As described above, according to the present invention, it is possible to effectively suppress the influence of unnecessary light, and it is possible to perform highly accurate foreign matter inspection in a wide area of the inspection surface. Particularly, it exhibits an excellent effect in the inspection of a reticle having a pellicle frame.

[Brief description of drawings]

FIG. 1 is a configuration diagram of an apparatus according to an embodiment of the present invention.

FIG. 2 is a diagram showing a state of a signal from a one-dimensional image sensor.

FIG. 3 is a diagram showing how a signal is output.

FIG. 4 is a diagram showing an example of frequency characteristics of a low band cut filter.

FIG. 5 is a configuration diagram of an apparatus according to a second embodiment.

FIG. 6 is a configuration diagram of an apparatus according to a third embodiment.

FIG. 7 is a configuration diagram of an embodiment of an exposure apparatus having an inspection apparatus.

FIG. 8 is a configuration diagram of an embodiment of a cleaning device having an inspection device.

FIG. 9 is a diagram showing a state of a signal from a one-dimensional image sensor of a conventional device.

[Explanation of symbols]

1 reticle 2 pellicle 3 pellicle frame 4 laser diode 5 collimator lens 6 laser beam 7 lens array 8 one-dimensional image sensor 9 analog pre-processing unit 10 low-band cut filter 11 signal processing unit 20 foreign matter P ₁ , P ₂ foreign matter signal

Claims (9)

[Claims] 1. An inspection apparatus comprising: an optical system including an image sensor for taking in image information of an inspection surface; and a filter means for applying an electric low band cut filter to a signal from the image sensor. 2. The inspection apparatus according to claim 1, wherein the inspection surface is a reticle surface or a pellicle surface. 3. The inspection apparatus according to claim 1, wherein the optical system has a gradient index microlens array. 4. The inspection apparatus according to claim 1, wherein the optical system has a rotationally symmetric lens. 5. The inspection apparatus according to claim 1, wherein the image sensor is a two-dimensional image sensor. 6. The image sensor is a one-dimensional line sensor, and has means for moving the optical system relative to an inspection surface in a direction perpendicular to the longitudinal direction of the one-dimensional line sensor.

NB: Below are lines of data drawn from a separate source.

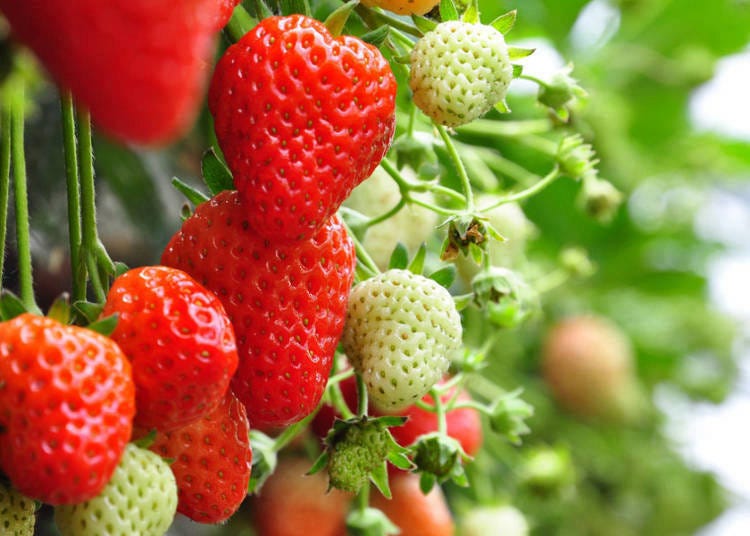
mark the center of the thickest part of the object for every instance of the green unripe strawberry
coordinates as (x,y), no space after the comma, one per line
(16,512)
(400,331)
(459,71)
(141,498)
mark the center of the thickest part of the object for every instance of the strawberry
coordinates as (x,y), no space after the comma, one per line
(412,225)
(212,462)
(588,364)
(403,7)
(16,512)
(66,408)
(302,117)
(287,303)
(290,499)
(413,512)
(179,340)
(400,331)
(459,71)
(140,67)
(141,498)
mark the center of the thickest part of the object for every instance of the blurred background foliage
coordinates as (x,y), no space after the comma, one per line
(640,61)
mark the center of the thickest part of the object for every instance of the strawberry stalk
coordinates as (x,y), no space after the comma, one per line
(20,194)
(78,269)
(4,181)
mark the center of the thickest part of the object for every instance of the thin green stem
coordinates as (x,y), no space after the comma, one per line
(526,193)
(5,144)
(77,266)
(460,168)
(20,194)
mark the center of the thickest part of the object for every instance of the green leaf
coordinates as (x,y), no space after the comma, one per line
(290,7)
(337,20)
(445,276)
(377,37)
(215,174)
(196,197)
(104,326)
(517,53)
(448,10)
(399,258)
(424,24)
(416,266)
(60,309)
(504,23)
(11,305)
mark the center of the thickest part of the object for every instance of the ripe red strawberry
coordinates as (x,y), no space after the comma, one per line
(302,118)
(290,499)
(413,512)
(179,340)
(66,408)
(287,303)
(139,66)
(212,462)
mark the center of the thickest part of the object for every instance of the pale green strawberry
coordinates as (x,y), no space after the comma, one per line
(400,331)
(141,498)
(459,71)
(412,225)
(16,512)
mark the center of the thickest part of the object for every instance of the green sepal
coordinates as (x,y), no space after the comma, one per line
(146,441)
(377,36)
(336,21)
(504,23)
(264,460)
(60,309)
(290,7)
(105,326)
(216,175)
(196,197)
(444,276)
(11,305)
(416,266)
(471,15)
(88,310)
(423,24)
(448,10)
(369,521)
(517,53)
(399,258)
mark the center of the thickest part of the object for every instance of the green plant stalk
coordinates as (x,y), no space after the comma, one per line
(460,168)
(97,260)
(77,266)
(20,193)
(5,144)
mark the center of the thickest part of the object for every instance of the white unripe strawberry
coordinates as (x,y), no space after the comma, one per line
(141,498)
(459,71)
(400,331)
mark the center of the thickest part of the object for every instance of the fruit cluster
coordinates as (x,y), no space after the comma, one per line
(266,312)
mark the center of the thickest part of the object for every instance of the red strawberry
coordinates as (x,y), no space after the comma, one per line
(290,499)
(138,66)
(66,408)
(212,462)
(179,340)
(302,118)
(287,303)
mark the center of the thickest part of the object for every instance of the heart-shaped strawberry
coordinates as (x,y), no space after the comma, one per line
(139,66)
(302,118)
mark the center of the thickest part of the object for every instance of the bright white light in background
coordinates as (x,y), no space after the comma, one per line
(721,105)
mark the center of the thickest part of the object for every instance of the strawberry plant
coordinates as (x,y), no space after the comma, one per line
(389,288)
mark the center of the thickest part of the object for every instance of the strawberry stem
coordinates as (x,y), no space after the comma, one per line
(78,269)
(20,194)
(460,168)
(5,120)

The inspection device described. 7. The inspection apparatus according to claim 1, wherein the optical system defocuses the image of the inspection surface onto the image sensor to form an image. 8. A means for inspecting a substrate by using the inspection apparatus according to claim 1, and a means for performing an exposure transfer process by using the inspected substrate. Exposure equipment. 9. A device production method, wherein a device is produced by using the exposure apparatus according to claim 8.